Jan, age 53, resided at 124 Ninth St., Portland, OR, and was a native U.S. citizen by birth from Joe Jew Chin and Dew Shee. Jan described his wife Hom Shee, age 47, and their sons in Sun Woy as Mon, age 30, Kway, 12, Wing, 7, Haw, 5; and Soon, 29, living in Chicago whose wife with their two sons lived in Sun Ning. Mon lived with his wife and two sons in another house. Mon was admitted to the U.S. in 1922; Soon in 1923. Len Toy was born in Portland, and spent a year and a half with the family in Sun Woy.

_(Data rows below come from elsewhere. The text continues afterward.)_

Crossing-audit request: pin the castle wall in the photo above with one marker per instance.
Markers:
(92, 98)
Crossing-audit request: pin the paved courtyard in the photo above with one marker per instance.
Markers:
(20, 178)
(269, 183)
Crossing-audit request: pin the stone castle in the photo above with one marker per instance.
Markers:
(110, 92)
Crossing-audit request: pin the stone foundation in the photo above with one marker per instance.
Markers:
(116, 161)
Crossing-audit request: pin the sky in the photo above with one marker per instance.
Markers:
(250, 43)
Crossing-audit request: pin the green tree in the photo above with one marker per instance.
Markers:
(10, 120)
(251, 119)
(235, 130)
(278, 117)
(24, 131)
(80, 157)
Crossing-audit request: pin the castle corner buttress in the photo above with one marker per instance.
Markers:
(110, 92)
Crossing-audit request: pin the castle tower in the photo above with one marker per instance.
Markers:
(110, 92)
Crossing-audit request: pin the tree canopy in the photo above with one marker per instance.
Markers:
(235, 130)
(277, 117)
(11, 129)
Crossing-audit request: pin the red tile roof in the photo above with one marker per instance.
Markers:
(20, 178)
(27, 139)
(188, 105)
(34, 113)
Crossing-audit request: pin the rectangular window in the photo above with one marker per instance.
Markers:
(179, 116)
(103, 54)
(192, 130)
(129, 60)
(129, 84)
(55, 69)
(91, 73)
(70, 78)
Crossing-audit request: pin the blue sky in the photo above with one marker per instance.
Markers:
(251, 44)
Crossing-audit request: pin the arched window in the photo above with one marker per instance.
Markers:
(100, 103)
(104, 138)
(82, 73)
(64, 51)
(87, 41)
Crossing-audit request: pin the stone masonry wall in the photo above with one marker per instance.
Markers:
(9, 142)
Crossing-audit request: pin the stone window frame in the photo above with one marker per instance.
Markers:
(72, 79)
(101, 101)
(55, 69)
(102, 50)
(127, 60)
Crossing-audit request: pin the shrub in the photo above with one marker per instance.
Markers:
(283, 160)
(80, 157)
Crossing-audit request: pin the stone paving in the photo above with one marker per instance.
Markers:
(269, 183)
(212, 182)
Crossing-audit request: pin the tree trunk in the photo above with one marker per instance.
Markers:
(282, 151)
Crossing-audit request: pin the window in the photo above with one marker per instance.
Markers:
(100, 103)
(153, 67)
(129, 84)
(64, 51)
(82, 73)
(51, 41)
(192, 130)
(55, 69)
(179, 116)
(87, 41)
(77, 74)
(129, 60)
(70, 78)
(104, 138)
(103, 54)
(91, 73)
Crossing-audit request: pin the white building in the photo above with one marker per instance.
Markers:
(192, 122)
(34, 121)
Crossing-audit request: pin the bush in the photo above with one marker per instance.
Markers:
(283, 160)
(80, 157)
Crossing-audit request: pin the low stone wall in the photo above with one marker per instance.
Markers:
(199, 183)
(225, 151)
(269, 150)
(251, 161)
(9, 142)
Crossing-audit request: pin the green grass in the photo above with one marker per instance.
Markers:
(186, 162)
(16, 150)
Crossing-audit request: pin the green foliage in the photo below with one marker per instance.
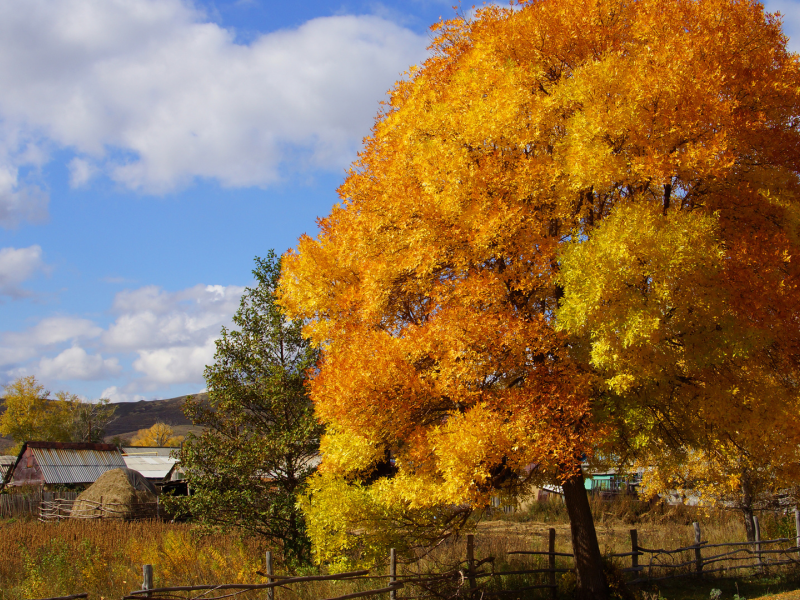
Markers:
(261, 438)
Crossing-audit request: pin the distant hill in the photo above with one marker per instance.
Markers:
(130, 417)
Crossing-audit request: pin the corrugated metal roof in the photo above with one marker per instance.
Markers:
(152, 467)
(6, 462)
(150, 450)
(70, 465)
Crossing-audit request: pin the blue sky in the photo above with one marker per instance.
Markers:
(149, 149)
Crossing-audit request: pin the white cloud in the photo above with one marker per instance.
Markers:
(16, 266)
(151, 319)
(51, 331)
(790, 12)
(154, 95)
(167, 336)
(179, 364)
(76, 363)
(115, 395)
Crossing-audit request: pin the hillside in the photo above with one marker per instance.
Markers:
(130, 417)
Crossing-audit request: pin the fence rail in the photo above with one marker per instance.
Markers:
(60, 508)
(475, 577)
(22, 505)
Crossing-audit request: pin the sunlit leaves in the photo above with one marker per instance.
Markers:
(574, 226)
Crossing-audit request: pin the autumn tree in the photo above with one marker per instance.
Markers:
(260, 438)
(159, 434)
(31, 415)
(574, 227)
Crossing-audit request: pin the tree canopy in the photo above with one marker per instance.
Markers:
(31, 415)
(260, 438)
(575, 227)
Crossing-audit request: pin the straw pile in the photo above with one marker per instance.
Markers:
(117, 494)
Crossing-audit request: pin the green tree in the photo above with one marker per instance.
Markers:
(86, 421)
(260, 437)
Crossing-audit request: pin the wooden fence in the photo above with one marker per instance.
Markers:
(475, 578)
(61, 508)
(29, 504)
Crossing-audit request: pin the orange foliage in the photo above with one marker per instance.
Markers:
(576, 223)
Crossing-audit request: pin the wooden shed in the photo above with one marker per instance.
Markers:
(61, 463)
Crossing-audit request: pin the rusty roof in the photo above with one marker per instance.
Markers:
(72, 446)
(69, 464)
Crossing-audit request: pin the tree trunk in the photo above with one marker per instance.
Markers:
(591, 580)
(747, 508)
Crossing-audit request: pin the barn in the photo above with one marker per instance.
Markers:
(50, 464)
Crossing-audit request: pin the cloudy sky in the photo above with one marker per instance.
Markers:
(149, 149)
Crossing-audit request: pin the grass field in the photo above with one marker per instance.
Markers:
(105, 558)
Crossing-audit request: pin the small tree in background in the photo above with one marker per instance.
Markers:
(261, 437)
(31, 415)
(160, 434)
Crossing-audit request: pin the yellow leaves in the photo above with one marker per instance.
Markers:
(639, 158)
(645, 287)
(344, 452)
(160, 434)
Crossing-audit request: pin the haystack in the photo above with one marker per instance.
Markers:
(117, 494)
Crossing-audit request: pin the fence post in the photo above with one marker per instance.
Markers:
(797, 529)
(757, 531)
(551, 563)
(634, 551)
(471, 562)
(392, 572)
(147, 572)
(270, 591)
(698, 553)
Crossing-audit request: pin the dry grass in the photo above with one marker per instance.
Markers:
(105, 558)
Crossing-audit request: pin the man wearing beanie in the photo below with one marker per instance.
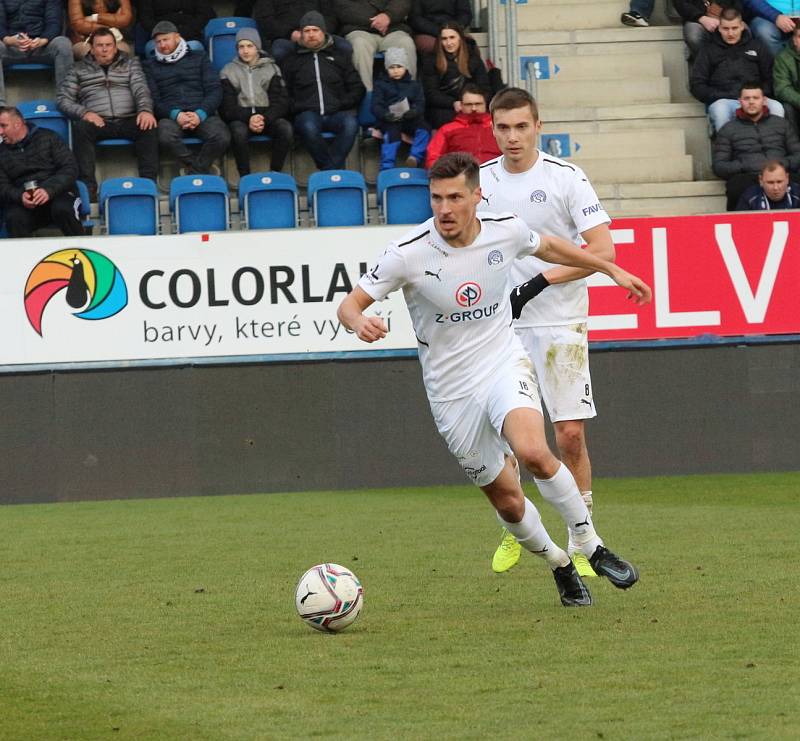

Interviews were translated between English and Chinese. The Chins spoke See Yip dialect. There were discrepancies regarding existence or placement of: a house number above the front door, ladders, stairways, doors, windows, a mirror, an alarm clock, Jan’s pocket and wrist watches, where two of On’s brother’s slept, and where Len slept. On did not remember a prior house Jan said they moved from when On was 11. On said Jan’s mother’s name was Yee Shee, Jan said Leung Shee.
On June 9, 1933 Roy Matterson, Chair of the Board of Special Inquiry concluded: “while there are a considerable number of discrepancies in the record that have not been cleared up, applicant testifies in a frank, unhesitating manner and seems to be testifying from facts and not from coached testimony and I am of the opinion that she has established her claim to being a daughter of CHIN JAN, and I therefore move to admit her to the United States as a citizen.” Admission was concurred by inspectors John Boyd and Earl Botts.

House diagrams
“Four house diagrams of house in Sun Woy City,” 1933, Chinese Exclusion Act case files, RG 85, National Archives-Seattle, Chin On case file, Seattle Box 594, 7030/5510.


The Reference Sheet in Chin On’s case file contains the file numbers and names of her father, grandfather, three brothers, five uncles, an aunt, sister-in-law, two nephews, cousin, and a niece.
Darby will be telling us more about his family in the coming weeks.